The Correct Option is C

The correct option is (C): 26.16 kg
To find the weight of the solid cone, we can use the formula for the volume of a cone and then multiply it by the density of the material.

Steps to Solve:

1. **Formula for the Volume of a Cone**:
\[V = \frac{1}{3} \pi r^2 h \]
  Where:
  \( r \) = radius of the cone
   \( h \) = height of the cone

2. Given Values:
  - Diameter = 14 cm, so the radius \( r = \frac{14}{2} = 7 \) cm
  - Height \( h = 51 \) cm
  - Density of the material = 10 grams/cm³

3. Calculating the Volume:
  \[V = \frac{1}{3} \pi (7^2)(51)\]
  \[V = \frac{1}{3} \pi (49)(51)\]
  \[V = \frac{1}{3} \pi (2499)\]
  \[V \approx \frac{1}{3} \times 3.14 \times 2499\]
  \[V \approx \frac{1}{3} \times 7847.86 \approx 2615.95 \, \text{cm}^3\]

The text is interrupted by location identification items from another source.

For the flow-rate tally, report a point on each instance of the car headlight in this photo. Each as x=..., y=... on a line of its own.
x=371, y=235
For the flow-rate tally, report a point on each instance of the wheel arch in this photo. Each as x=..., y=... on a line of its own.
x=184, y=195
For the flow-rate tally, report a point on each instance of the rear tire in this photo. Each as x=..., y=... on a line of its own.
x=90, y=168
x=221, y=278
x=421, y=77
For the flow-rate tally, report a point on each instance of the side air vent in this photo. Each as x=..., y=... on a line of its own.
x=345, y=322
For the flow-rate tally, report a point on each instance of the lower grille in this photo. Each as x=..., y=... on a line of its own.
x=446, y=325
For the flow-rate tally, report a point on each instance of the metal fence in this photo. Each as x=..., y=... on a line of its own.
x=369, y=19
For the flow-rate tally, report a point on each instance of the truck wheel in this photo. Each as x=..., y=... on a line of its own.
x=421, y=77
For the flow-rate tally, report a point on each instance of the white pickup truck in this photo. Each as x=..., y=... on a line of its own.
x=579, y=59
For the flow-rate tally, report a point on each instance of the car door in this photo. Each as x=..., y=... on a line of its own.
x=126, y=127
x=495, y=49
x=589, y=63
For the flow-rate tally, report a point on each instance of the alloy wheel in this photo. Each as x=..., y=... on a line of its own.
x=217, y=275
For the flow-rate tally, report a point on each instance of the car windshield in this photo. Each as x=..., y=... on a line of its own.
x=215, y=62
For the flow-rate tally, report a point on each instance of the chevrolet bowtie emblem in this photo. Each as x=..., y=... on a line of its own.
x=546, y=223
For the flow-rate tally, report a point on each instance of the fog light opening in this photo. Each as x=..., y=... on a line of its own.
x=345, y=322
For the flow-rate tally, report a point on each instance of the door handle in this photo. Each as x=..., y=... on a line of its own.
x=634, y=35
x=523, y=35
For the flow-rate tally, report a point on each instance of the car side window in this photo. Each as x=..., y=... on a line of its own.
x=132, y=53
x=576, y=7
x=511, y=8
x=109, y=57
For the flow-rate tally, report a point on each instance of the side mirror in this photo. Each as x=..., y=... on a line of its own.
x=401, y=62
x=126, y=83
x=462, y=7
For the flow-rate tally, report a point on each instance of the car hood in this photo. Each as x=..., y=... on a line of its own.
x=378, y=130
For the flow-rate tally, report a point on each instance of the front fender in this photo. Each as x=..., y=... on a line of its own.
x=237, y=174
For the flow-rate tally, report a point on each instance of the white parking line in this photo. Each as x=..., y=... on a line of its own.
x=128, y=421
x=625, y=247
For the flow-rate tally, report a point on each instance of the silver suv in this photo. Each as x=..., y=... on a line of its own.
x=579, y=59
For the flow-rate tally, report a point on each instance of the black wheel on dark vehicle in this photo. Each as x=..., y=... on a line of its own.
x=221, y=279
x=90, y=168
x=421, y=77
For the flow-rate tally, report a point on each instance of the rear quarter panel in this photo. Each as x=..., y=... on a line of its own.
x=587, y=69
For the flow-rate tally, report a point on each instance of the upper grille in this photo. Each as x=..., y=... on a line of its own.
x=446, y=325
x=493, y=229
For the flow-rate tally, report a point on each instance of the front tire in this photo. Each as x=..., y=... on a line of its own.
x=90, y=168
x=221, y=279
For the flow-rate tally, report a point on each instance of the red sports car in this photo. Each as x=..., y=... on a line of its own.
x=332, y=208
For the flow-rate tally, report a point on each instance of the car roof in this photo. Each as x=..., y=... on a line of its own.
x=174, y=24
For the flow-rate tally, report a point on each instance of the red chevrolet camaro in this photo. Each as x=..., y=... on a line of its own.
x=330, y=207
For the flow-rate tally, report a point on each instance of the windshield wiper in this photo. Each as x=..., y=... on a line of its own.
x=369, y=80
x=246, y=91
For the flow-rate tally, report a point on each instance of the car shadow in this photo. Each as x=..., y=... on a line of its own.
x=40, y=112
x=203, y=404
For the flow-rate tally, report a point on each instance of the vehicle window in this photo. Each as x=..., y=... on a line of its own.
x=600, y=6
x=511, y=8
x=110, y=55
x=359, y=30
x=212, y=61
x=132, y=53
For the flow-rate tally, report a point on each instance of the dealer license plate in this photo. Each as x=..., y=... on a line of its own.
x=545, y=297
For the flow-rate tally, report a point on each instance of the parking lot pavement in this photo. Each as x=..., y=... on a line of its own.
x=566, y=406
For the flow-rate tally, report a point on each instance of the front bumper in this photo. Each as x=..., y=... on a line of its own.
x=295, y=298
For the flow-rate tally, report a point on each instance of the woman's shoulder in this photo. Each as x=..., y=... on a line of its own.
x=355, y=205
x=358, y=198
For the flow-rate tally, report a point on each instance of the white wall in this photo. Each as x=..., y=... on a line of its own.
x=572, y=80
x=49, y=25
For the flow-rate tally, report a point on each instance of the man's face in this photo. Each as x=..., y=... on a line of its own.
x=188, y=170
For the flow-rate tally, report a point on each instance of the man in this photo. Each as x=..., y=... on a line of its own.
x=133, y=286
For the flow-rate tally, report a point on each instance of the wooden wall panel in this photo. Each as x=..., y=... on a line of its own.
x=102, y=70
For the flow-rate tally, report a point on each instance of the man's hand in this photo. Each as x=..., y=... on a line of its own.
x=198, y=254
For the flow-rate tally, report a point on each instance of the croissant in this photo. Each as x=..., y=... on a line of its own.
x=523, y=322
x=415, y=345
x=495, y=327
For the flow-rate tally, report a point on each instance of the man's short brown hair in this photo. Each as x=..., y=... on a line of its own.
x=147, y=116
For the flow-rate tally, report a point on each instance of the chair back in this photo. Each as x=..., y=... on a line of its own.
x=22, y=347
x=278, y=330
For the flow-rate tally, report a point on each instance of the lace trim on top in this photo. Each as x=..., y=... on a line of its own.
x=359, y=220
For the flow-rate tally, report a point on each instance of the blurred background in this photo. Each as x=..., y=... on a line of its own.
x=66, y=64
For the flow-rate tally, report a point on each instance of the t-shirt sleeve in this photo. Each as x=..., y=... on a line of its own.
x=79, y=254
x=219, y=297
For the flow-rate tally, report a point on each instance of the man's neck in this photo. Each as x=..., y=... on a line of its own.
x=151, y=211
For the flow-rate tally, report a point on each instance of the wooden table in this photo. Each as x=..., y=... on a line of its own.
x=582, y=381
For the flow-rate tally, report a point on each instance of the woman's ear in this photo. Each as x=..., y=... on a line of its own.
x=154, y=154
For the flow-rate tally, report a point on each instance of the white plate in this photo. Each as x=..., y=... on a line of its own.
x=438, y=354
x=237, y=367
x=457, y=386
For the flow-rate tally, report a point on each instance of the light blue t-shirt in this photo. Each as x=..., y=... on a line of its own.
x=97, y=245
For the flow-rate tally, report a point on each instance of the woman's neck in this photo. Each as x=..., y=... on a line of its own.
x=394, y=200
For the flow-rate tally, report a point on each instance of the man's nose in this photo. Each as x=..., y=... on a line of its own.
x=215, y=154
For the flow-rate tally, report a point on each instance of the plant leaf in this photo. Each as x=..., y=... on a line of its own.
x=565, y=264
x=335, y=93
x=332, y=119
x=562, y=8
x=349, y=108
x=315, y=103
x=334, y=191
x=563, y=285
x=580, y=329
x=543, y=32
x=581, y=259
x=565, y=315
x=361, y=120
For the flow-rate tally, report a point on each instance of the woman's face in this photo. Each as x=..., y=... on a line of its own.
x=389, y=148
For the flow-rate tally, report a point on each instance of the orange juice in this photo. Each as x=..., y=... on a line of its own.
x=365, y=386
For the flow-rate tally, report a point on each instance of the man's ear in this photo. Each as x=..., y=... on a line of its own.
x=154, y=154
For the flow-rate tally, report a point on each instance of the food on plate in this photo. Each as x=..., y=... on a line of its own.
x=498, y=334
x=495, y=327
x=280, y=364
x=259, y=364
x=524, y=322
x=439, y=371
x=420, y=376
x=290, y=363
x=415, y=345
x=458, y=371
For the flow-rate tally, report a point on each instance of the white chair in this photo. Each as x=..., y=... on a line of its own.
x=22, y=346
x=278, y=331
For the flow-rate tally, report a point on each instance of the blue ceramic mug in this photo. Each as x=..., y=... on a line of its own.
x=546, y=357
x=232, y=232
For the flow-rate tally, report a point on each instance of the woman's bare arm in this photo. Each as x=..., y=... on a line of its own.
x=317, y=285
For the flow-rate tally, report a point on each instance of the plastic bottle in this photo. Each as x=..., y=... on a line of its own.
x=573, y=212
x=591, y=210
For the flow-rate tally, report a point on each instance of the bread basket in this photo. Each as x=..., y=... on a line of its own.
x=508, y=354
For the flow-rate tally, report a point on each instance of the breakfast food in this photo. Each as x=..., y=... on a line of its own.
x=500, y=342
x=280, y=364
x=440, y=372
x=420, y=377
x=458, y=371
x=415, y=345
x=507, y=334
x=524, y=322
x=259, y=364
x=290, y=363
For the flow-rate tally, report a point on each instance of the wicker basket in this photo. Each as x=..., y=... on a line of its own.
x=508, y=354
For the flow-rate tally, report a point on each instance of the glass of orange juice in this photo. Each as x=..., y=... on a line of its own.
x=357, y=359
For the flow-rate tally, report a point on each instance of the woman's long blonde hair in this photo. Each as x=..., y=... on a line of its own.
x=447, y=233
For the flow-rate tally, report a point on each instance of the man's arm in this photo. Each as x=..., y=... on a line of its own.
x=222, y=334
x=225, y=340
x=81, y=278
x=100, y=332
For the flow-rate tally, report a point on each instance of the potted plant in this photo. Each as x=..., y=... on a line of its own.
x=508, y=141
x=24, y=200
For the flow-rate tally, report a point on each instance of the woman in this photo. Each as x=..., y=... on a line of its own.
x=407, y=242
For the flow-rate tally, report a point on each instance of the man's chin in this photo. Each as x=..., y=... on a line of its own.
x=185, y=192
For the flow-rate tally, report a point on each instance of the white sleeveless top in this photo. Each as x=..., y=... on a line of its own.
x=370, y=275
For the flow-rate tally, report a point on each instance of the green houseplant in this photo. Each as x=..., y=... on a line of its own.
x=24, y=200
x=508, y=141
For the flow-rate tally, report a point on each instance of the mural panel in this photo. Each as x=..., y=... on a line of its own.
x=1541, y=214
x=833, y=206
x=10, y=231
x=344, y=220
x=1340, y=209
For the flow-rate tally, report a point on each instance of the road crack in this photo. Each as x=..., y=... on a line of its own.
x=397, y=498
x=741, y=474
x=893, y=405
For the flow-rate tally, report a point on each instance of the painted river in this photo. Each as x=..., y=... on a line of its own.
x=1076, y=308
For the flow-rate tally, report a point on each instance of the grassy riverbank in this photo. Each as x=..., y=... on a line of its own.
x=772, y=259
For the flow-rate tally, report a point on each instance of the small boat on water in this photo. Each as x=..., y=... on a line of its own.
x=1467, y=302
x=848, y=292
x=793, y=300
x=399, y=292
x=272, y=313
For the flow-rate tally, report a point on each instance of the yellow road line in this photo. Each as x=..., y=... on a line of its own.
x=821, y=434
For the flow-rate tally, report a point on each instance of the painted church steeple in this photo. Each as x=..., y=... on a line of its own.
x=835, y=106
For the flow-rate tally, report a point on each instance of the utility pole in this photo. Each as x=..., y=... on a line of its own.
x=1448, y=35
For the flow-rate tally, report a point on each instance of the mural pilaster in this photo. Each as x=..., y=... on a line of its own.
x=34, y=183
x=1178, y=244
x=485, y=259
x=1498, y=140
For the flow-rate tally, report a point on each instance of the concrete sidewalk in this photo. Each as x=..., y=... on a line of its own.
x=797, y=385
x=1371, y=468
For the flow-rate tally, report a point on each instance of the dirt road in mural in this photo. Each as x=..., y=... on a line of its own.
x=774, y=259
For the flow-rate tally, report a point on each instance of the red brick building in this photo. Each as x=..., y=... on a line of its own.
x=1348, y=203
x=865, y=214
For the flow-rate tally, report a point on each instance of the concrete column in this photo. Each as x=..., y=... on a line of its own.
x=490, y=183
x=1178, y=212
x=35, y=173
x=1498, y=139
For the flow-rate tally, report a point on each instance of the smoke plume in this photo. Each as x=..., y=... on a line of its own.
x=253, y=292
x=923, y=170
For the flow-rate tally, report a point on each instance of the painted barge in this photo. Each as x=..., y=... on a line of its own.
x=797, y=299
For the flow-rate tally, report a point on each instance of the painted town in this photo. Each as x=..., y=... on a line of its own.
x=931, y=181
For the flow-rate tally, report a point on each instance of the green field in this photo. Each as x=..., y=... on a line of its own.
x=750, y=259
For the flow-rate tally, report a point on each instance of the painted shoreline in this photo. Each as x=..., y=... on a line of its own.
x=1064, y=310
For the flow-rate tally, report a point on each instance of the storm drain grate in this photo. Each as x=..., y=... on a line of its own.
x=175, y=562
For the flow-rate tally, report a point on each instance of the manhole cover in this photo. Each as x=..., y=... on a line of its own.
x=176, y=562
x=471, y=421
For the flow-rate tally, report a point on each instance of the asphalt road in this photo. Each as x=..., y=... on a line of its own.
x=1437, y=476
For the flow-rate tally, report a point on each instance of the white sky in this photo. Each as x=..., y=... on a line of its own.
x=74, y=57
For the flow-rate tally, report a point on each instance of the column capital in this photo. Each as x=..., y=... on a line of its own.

4. Calculating the Weight:
  \[\text{Weight} = \text{Volume} \times \text{Density}\]
  \[\text{Weight} = 2615.95 \, \text{cm}^3 \times 10 \, \text{grams/cm}^3\]
  \[\text{Weight} \approx 26159.5 \, \text{grams}\]

5. Converting grams to kilograms:
  \[\text{Weight} \approx \frac{26159.5}{1000} \approx 26.16 \, \text{kg}\]

Conclusion:
The weight of the solid cone is approximately 26.16 kg.